Surat and Kochi highlight the difficulties of sanitary landfills. An alternative is converting waste to energy--burning garbage to produce electricity. There has been considerable excitement about waste-to-energy (wte) plants, especially from businesses that want to avail government subsidies. The Union ministry of new and renewable energy (mnre) offers interest subsidies of up to Rs 2 crore per megawatt for commercial wte projects. For demonstration projects, direct subsidies up to 50 per cent of the capital cost of the plant (up to Rs 3 crore per megawatt) is offered. Municipalities can get incentives of Rs 15 lakh per megawatt for providing garbage free of cost to wte plants for up to 30 years. State nodal agencies get incentives of Rs 5 lakh per megawatt for promoting and monitoring wte projects.

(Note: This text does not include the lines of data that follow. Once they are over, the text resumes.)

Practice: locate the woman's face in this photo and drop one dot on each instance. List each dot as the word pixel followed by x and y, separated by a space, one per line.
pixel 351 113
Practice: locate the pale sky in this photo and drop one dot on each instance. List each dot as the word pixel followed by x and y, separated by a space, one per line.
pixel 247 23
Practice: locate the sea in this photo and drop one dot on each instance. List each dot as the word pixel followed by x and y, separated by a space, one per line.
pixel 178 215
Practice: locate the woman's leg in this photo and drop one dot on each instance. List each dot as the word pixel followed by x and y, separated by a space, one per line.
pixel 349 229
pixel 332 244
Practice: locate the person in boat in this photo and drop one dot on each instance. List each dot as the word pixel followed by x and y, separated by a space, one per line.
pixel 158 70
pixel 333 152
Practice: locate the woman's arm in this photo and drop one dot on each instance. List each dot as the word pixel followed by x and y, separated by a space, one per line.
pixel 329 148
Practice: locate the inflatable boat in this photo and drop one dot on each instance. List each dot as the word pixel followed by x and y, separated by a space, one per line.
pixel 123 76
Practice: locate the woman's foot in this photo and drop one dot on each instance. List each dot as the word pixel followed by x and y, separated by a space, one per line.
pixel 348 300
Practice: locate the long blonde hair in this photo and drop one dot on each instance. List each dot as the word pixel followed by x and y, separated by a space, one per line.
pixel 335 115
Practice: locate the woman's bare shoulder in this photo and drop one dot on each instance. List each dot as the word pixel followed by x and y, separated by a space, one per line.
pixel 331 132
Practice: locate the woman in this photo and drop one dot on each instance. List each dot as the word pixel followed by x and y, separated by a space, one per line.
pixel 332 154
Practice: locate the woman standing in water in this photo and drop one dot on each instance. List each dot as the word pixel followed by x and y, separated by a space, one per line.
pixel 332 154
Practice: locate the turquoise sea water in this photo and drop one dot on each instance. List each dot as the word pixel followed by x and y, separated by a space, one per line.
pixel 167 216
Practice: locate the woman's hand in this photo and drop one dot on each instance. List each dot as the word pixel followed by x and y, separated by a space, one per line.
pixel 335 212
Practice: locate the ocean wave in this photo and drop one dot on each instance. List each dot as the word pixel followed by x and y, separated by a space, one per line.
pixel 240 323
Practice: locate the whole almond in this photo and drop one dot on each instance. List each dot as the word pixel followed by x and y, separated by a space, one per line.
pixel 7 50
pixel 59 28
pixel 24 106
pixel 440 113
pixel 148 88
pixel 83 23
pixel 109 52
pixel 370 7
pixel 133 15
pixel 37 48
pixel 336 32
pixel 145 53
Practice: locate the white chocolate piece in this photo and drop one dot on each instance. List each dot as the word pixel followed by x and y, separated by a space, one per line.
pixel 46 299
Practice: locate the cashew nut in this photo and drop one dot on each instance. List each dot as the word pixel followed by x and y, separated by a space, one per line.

There is ample incentive for businesses and government bodies to scratch each other's back. But how does this partnership work? Only four wte plants have come up in India. One each in Hyderabad, Vijaywada, Lucknow and Delhi. The Delhi plant shut down within 21 days of its commissioning in 1990, and hasn't operated since. The Lucknow plant, the foundation stone of which was laid in 1998 by the then prime minister and Lucknow Lok Sabha member Atal Behari Vajpayee, was commissioned in 2003. It never operated on full capacity, and closed down in 2004. It remains shut. Down To Earth visited the Hyderabad wte facility to assess its performance.
An acquired waste
In 1996, Jyothsana G wanted to move out of Andhra Pradesh's capital Hyderabad and into quieter rural surroundings. She had spent more than a year looking for a place to build the house of her dreams. She found it in Gandhamguda village of Rangareddy district's Peeramchervu panchayat, a few kilometres from the municipal limits of Hyderabad. "It was sylvan," she says.In 1999, selco Industries Ltd set up a municipal solid waste processing unit in the vicinity. Now the area has become a dump for hundreds of tonnes of garbage from Hyderabad. Earlier, people depended on groundwater for all needs. Today, Jyothsana buys jars of packaged water at Rs 65 for every 20 litres one jar every second day. But packaged water can't irrigate fields. "Farming has stopped completely in all the three hamlets in the area," says T Sanjeeva Reddy, a resident and head of the citizens' Joint Action Committee, which leads the protest against the plant. Gandhamguda, which means a 'nice fragrance' in Telugu, derived its name from the sandalwood trees for which it was known. Today, it's only durgandham (bad smell in Telugu), say residents.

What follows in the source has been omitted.